In questi cinque anni sono successe molte cose. Calcutta ha superato lo scoglio dei 30, ha contribuito (dietro le quinte e non) all’incredibile successo di Liberato, ha firmato il brano Sanremese di Ariete e soprattutto ha vissuto, come tutti noi, il disagio esistenziale della pandemia. E Calcutta è il Re Mida dei disagi esistenziali, capace come pochi di trasformarli in canzoni dall’indiscutibile piglio generazionale.

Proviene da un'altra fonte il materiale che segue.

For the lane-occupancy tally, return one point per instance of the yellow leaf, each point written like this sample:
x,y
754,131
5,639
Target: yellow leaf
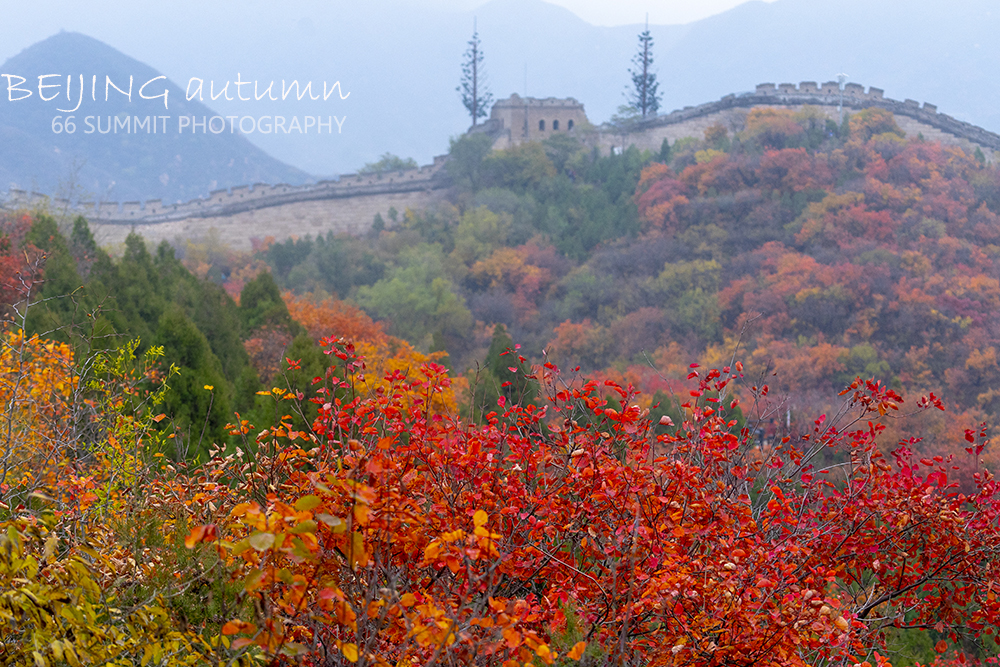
x,y
350,652
262,541
306,503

Con una copertina che per molti versi ci ha ricordato inevitabilmente Il sorprendente album d’esordio de I Cani (che ha dato il via al genere), Relax si presenta come un disco leggermente più maturo. Non tanto dal punto di vista musicale, dove ritroviamo il Calcutta di sempre, ma in quello lirico. Sembra quasi che il suo disagio voglia avere la pretesa di diventare universale, con una scrittura che si presta a più livelli interpretativi, cucita su melodie irresistibili. Disperate ma leggerissime.
La recensione di Relax, il nuovo album di Calcutta
Relax si apre con un brano interamente vocale chiamato Coro, che gioca tutto sulle armonie. Il primo pensiero va immediatamente a Tales of Girls, Boys and Marsupials, l’opening track di The Wombats Proudly Present: A Guide to Love, Loss & Desperation. Ci siamo così fiondati a leggere i credits della produzione, e difatti spicca il nome di chi i Wombats li conosce bene, come l’esimio Laurent Brancowitz dei Phoenix. A differenza dei nostri Wombatti preferiti però il testo qui è più malinconico. “Resta qui vicino/Tanto ritornerò/Quando finisce il buio”. Il mood del disco è stato impostato.

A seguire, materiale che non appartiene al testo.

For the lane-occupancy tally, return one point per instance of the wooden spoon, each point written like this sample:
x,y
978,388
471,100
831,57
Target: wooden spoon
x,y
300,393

La seconda traccia è l’unica del disco a contenere più di una parola nel titolo. In Giro con Te ritorna il Calcutta di sempre, ma in versione post-pandemica. Quel “volevo solo scomparire in un abbraccio” – diventata frase manifesto dell’It-Pop/Indie italiano – diventa ora “volevo solo un giro con te prima dell’Apocalisse”. Stessa urgenza espressiva, solo modalità diverse di condivisione di un amore.

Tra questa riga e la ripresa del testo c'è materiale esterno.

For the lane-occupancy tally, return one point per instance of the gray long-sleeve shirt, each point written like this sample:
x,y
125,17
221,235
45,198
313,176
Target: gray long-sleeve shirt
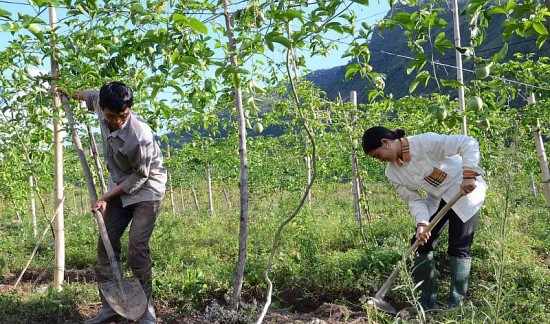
x,y
134,159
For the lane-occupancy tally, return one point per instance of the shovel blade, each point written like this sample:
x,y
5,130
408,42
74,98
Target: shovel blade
x,y
382,305
130,303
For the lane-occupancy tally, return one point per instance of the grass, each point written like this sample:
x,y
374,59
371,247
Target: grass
x,y
321,258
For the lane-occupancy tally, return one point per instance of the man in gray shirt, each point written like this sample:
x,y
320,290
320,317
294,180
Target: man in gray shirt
x,y
137,182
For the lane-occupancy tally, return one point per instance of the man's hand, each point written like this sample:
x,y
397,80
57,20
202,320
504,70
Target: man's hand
x,y
421,234
100,205
62,93
467,186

Se le armonie per ottave sono la vera cifra stilistica di questo nuovo disco di Calcutta, allora Controtempo è il la dichiarazione d’intenti di questa nuova era. Tra un basso funky e qualche falsetto, Calcutta torna a fare ciò che sa fare meglio: proporci ritornelli squisitamente melodici. Questa si che è musica leggera, anzi leggerissima.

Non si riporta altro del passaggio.